Rh30 cells treated with the RUNX2 small molecule inhibitor CADD522 in vitro and in vivo. A, qRT-PCR for RUNX2 performed following 24 h of treatment with 0.5 μM and 1.0 μM of CADD522 in vitro. Black dots are independent biological replicates. B, CADD522 treatment effects on colony formation in vitro. Cells were treated with a 12 μM dose every other day for 14 d. C, Colony number after CADD522 treatment. Black dots represent technical replicates. D, Rh30 cells stained with the myogenic marker sarcomere myosin (MF20) when treated with a negative control (DMSO) and different CADD522 concentrations over 72 h. Images were captured at 20X magnification. Scale bars are 50 μm. E, Quantification of MF20 positive cells (dark brown) versus MF20 negative cells (light brown) following CADD522 treatment. F, G, H qRT-PCR for MYOD1, OC, and PAX3::FOXO1 performed following 24 h of treatment with 0.5 μM and 1.0 μM of CADD522 in vitro. Black dots are independent biological replicates. I, Tumor volume growth curves with (n=9) or without 10 mg/kg CADD522 (n=8). J, Kaplan-Meier survival curve for mice treated with 10 mg/kg CADD522. Stars above each day represent a significant difference between means of control versus treated tumors on that day.
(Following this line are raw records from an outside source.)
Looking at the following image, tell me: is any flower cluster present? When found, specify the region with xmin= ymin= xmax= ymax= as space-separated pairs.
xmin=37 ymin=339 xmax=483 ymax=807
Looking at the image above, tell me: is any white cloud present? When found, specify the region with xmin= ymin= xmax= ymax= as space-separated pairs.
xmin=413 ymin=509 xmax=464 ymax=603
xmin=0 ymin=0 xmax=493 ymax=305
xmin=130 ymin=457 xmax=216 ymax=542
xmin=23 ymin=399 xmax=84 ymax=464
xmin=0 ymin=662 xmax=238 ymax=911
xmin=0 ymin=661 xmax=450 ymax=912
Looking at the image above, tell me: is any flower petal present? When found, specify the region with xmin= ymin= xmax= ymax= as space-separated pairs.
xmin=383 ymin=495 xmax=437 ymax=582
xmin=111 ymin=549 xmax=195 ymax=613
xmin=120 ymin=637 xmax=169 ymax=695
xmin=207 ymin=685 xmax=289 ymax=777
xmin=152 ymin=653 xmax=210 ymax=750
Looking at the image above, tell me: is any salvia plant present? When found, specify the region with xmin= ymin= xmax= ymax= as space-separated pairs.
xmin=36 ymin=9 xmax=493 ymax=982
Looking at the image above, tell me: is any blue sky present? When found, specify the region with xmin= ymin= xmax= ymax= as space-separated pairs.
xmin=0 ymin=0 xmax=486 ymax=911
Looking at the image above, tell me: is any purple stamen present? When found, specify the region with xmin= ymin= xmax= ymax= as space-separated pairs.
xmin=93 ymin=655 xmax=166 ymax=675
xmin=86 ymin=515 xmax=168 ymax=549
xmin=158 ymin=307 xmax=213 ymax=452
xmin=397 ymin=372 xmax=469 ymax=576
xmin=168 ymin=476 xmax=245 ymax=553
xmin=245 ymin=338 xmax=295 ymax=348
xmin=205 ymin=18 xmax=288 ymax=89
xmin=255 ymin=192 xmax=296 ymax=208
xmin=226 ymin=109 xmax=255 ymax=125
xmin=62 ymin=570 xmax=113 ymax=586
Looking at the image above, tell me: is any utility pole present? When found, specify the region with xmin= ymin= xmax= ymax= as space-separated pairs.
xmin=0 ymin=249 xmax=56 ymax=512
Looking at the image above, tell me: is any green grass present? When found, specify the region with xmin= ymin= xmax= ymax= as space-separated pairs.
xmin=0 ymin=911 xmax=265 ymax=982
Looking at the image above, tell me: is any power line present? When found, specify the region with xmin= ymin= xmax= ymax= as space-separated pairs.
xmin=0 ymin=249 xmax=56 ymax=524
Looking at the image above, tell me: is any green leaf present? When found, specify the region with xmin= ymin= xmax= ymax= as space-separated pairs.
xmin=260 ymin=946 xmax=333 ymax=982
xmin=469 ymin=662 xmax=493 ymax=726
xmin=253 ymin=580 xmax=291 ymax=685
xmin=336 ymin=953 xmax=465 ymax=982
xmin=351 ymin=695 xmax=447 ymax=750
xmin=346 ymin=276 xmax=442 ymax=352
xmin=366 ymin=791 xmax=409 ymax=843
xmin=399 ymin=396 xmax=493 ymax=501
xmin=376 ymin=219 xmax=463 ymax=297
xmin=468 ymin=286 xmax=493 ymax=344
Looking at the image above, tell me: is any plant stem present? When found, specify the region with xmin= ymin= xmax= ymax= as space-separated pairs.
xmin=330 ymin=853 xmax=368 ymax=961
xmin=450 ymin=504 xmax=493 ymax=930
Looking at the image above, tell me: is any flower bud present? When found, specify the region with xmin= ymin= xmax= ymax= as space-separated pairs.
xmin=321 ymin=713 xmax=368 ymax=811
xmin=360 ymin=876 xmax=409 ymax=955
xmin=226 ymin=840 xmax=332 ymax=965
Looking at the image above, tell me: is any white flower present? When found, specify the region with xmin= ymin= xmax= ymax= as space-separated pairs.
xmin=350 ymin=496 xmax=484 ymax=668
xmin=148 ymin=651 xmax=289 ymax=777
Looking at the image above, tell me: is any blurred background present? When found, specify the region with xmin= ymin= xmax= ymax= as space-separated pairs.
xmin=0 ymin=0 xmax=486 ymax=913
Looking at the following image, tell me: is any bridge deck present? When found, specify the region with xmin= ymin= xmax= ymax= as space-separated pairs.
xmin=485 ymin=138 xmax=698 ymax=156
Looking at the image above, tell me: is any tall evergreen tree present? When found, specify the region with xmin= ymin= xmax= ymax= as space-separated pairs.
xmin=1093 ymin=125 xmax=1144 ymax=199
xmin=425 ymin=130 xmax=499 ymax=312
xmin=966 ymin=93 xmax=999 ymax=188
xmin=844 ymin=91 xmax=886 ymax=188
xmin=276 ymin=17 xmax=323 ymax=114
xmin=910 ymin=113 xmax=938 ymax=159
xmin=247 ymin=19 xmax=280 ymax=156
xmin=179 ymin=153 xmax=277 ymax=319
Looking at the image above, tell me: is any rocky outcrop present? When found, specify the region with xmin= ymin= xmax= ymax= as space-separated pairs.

K, H&E stains on excised tumors and immunohistochemistry (IHC) for Ki-67 and CC3 with and without CADD522 treatment. Images were captured at 40X magnification. Scale bars are 50 μm. L,M, Ki-67 and CC3 quantification. N, qRT-PCR for RUNX2, MYOD1, OC, and PAX3::FOXO1 expression following CADD522 treatment in vivo. Black dots represent independent biological replicates

Figure 7.

Schematic to show PAX3::FOXO1 transcriptionally upregulates RUNX2 expression at the chromatin to prevent FP-RMS terminal differentiation and apoptosis via the defined PAX3::FOXO1 core regulatory circuitry.